A month ago, consulting firm Accenture presented potential clients with an unusual, high-profile pitch for a new project. Instead of the usual slide decks, the client saw a deepfake of several real employees standing on a virtual stage, providing a perfect description of the project they wanted to work on.
“We wanted them to meet our team,” says Renato Skaf, senior managing director at Accenture, who came up with the idea. “It’s also a way for us to differentiate ourselves from our competitors.”
The deepfake was generated by TouchCast with the employee's consent. Touchcast, an Accenture investment, provides a platform for interactive presentations featuring real or synthetic human avatars. Touchcast avatars can respond to typed or spoken questions using AI models that analyze relevant information and generate answers on the fly.
“There’s an element of creepiness,” Skaff says of his company’s deepfake employees. “But there's a much bigger element to cool.”
Deepfakes are powerful and dangerous weapons of disinformation and reputational damage. But the same technology is being adopted by companies that see it as a smart and catchy new way to reach and interact with customers.
These experiments are not limited to the corporate sector. Monica Ares, executive director of the Innovation, Digital Education and Analytics Lab at Imperial College Business School in London, created a deepfake of a real professor to answer students' questions and queries outside of campus. We hope that this will become a more attractive and effective method of classroom. Ares said the technology has the potential to increase personalization, provide new ways to manage and assess students, and increase student engagement. “It still feels like a human talking to you, so it feels very natural,” she says.
As is often the case these days, AI is helping us figure out this reality. It has long been possible for Hollywood studios to use software to copy an actor's voice, face, and mannerisms, but in recent years, AI has made similar technology widely accessible and virtually free. In addition to Touchcast, companies like Synthesia and HeyGen offer businesses a way to generate real or fake personal avatars for presentations, marketing, and customer service.

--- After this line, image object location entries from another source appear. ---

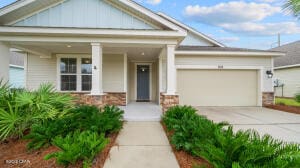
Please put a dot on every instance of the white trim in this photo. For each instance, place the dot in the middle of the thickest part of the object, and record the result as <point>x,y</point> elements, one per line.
<point>125,76</point>
<point>216,67</point>
<point>153,16</point>
<point>171,70</point>
<point>150,80</point>
<point>231,53</point>
<point>260,71</point>
<point>78,73</point>
<point>33,13</point>
<point>287,66</point>
<point>16,66</point>
<point>15,6</point>
<point>211,40</point>
<point>87,32</point>
<point>26,70</point>
<point>85,39</point>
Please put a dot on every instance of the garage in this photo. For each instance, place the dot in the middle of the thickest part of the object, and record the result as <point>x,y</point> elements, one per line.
<point>216,87</point>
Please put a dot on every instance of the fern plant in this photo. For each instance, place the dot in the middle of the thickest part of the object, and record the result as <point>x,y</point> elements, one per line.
<point>78,146</point>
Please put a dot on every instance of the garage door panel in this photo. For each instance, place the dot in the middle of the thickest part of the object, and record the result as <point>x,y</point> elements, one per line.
<point>217,87</point>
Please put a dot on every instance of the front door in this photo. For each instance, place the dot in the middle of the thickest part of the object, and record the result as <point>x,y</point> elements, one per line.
<point>143,83</point>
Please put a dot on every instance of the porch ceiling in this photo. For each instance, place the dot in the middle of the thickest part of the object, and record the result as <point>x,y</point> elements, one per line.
<point>139,52</point>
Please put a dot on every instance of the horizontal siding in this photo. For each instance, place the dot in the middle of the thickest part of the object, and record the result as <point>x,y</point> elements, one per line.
<point>195,40</point>
<point>264,62</point>
<point>40,70</point>
<point>291,79</point>
<point>84,13</point>
<point>113,73</point>
<point>16,77</point>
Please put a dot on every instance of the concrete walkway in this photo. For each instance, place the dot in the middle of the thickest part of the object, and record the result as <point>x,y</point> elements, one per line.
<point>142,111</point>
<point>142,145</point>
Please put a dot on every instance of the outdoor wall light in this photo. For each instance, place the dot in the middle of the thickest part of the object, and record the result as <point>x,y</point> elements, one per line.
<point>269,74</point>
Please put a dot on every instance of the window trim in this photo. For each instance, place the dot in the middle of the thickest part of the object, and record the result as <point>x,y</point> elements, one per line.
<point>78,73</point>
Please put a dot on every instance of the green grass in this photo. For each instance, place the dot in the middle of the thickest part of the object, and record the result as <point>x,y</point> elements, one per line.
<point>287,102</point>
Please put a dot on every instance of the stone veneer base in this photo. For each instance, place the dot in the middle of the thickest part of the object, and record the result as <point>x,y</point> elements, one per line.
<point>118,99</point>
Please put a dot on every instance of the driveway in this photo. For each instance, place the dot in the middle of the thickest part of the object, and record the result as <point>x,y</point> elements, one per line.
<point>281,125</point>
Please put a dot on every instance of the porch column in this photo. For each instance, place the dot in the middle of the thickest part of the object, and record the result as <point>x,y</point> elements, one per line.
<point>97,86</point>
<point>171,70</point>
<point>4,63</point>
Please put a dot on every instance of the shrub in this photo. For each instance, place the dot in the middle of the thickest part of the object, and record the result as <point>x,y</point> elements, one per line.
<point>106,120</point>
<point>78,146</point>
<point>42,134</point>
<point>223,148</point>
<point>19,109</point>
<point>83,118</point>
<point>297,97</point>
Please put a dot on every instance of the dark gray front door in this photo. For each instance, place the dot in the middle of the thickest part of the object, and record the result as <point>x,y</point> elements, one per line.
<point>143,83</point>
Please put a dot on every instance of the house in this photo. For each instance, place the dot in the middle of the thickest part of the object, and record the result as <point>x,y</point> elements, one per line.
<point>16,69</point>
<point>117,52</point>
<point>287,70</point>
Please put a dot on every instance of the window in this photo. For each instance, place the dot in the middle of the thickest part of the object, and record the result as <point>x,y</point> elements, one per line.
<point>75,74</point>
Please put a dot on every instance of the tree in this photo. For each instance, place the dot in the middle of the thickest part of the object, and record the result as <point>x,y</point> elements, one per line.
<point>293,6</point>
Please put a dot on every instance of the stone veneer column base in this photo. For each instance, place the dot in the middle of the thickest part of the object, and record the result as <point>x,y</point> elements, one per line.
<point>118,99</point>
<point>167,101</point>
<point>268,98</point>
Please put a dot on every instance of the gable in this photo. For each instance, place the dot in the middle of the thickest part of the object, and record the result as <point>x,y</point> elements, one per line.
<point>84,14</point>
<point>194,40</point>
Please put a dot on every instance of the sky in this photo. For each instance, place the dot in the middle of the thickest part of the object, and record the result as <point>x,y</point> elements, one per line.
<point>235,23</point>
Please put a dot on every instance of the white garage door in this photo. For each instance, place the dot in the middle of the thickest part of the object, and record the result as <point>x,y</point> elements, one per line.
<point>217,87</point>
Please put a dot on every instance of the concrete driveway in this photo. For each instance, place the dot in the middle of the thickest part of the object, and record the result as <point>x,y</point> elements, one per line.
<point>281,125</point>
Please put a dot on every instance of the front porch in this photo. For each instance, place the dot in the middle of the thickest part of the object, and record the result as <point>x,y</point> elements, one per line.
<point>100,73</point>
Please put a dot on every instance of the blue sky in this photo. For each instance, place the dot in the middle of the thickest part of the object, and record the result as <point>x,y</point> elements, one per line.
<point>236,23</point>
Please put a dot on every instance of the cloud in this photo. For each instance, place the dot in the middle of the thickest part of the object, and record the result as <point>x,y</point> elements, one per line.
<point>154,2</point>
<point>250,28</point>
<point>230,12</point>
<point>228,39</point>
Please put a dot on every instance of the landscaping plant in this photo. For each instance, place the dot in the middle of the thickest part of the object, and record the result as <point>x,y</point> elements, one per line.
<point>222,147</point>
<point>78,146</point>
<point>297,97</point>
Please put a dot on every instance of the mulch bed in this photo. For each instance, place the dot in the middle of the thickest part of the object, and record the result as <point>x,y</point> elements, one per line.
<point>289,109</point>
<point>185,160</point>
<point>15,151</point>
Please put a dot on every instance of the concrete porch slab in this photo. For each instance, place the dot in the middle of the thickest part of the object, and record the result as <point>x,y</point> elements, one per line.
<point>142,111</point>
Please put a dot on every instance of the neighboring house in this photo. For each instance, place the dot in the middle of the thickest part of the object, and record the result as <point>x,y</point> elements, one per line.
<point>117,51</point>
<point>16,69</point>
<point>287,70</point>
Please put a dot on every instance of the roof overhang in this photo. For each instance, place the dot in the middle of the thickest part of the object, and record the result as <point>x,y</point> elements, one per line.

Ed Segal, founder and CEO of Touchcast, believes digital avatars have the potential to become a new way to present and interact with content. His company has developed a software platform called Genything that allows anyone to create their own digital twin.
At the same time, deepfakes are a growing concern as elections approach in many countries, including the United States. Last month, an AI-generated robocall featuring a fake Joe Biden was used to spread disinformation about the election. Taylor Swift was also recently targeted by deepfake porn generated using widely available AI image tools.
“Deepfake images are certainly alarming and alarming,” Ben Buchanan, the White House special assistant for AI, told WIRED in a recent interview. Swift's deepfake is “an important data point in a broader trend that disproportionately impacts women and girls, who are overwhelmingly targeted for online harassment and abuse,” he said.
The new U.S. AI Safety Institute, established under a White House executive order issued last October, is currently developing standards for watermarking AI-generated media. Meta, Google, Microsoft, and other tech companies are also developing technology to spot AI fakes in the high-stakes AI arms race.
But some political uses of deepfakes highlight the technology's dual potential.
Pakistan's former prime minister Imran Khan addressed a rally to his party's supporters last Saturday despite being locked up in prison. The former cricket star, who was jailed in what his party characterized as a military coup, used deepfake software to conjure up a convincing copy of himself sitting behind his desk and speaking words he never actually uttered. gave a speech.
As AI-powered video operations improve and become easier to use, businesses and consumers are likely to become more concerned about legitimate uses of the technology.Chinese technology giant Baidu recently developed a method Allows chatbot app users to create deepfakes to send Chinese New Year greetings.
Even for early adopters, the potential for abuse is not entirely in mind. “There's no question that security needs to be a top priority,” says Scaff, who is from Accenture. “Once you have synthetic twins, you can make them do and say anything.”